Dreary repeats endlessly, related to Paris by a long and invisible but slender thread. One erroneous rumor and two factettes about the club and its single scent are on a page called the About the Club Webpage. Readers who actually have read it, and two or three might have, need not do it again. If I am wrong as has happened often, write your own version. The free membership card for real members is still as free as ever. Whatever is asked for it, it's cheap for the price.

photo, sign, rue scarron

Metropole a Real Long Time Ago

Who, exactly, cares about the past? An ordinary decade is ten big years, yet it was only 7 little years ago that the Café column had Birthday Vodka Chez Dennis, Au Bistro raved about Retirement – Are You Ready, and there was a feature about La Défense – Business Slum. There were four neat posters too, and a cartoon, titled No Beef! Just Caviar and Vodka! That was really all in Issue 6.05:– Monday, 29. January 2001 and I'll never forget it.

Café Life Légère 93.4

Sweet Chaos

This week's tame Quote of the Week has a slight connection or relevance to today, but none to last week or next week. Take one by Germaine Greer. She had a couple of things to say, such as, "We could only fear chaos if we imagined that it was unknown to us, but in fact we know it very well." So I guess that means we know and love chaos so a little anarchy is really nothing at all, really unlikely to cause panic and terror except to the police.

photo, sign, soyez bref

'Patahistory of Flight

There are no more than 330 days left of this year, the same number that 1890 had when Clément Ader climbed aboard the Eole and took off, for a sustained self–propelled flight of about 50 metres. Somehow he was completely overlooked for the first flight prize, so he designed the world's first aircraft carrier, which was seen by the US Naval attaché in Paris, and it was tried out in the United States in November of 1910.
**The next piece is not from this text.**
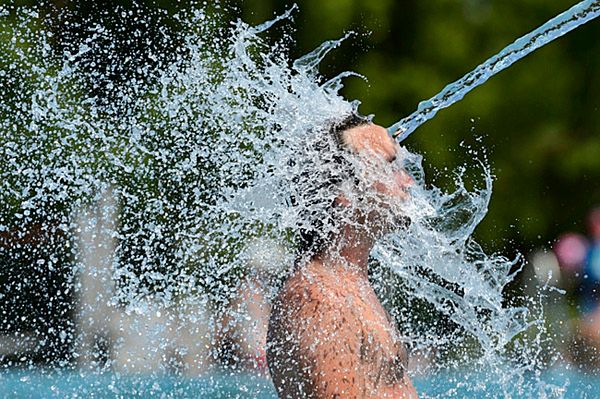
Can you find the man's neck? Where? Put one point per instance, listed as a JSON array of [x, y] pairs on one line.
[[349, 249]]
Wobble–Degeneration and Corruption

This is totally unconnected to the fact that this year has used up 35 days, the same number that 211 had when Septimius Severus died. He left the Roman Empire to his two sons, Caracalla and Geta, who were quarrelsome boys. Although Septimius Severus created a military dictatorship, he was loved by Rome's citizens because he stamped out moral degeneration and rampant corruption. He was born in Libya and died at 65, so they say.

photo, sign, pate de porc henaff

The Ex–Question of Schleswig–Holstein

A few folks have might have been thinking that it is only right and proper to remember that it was today in 1992 that the the coup d'etat led by Hugo Chávez in Venezuela failed. But he won the presidency by election in 1998 – declared official on this date in 1999. Besides annoying certain folks in Washington DC, Chávez is also a very busy president. While we're here let us remember 1794 and France's abolition of slavery today, and the discovery of the Codex Sinaiticus in Egypt in 1859. Then in 1991 the Baseball Hall of Fame banned Pete Rose, who said later, "I bet on my team to win every night because I love my team, I believe in my team. I did everything in my power every night to win that game." That's sports, folks!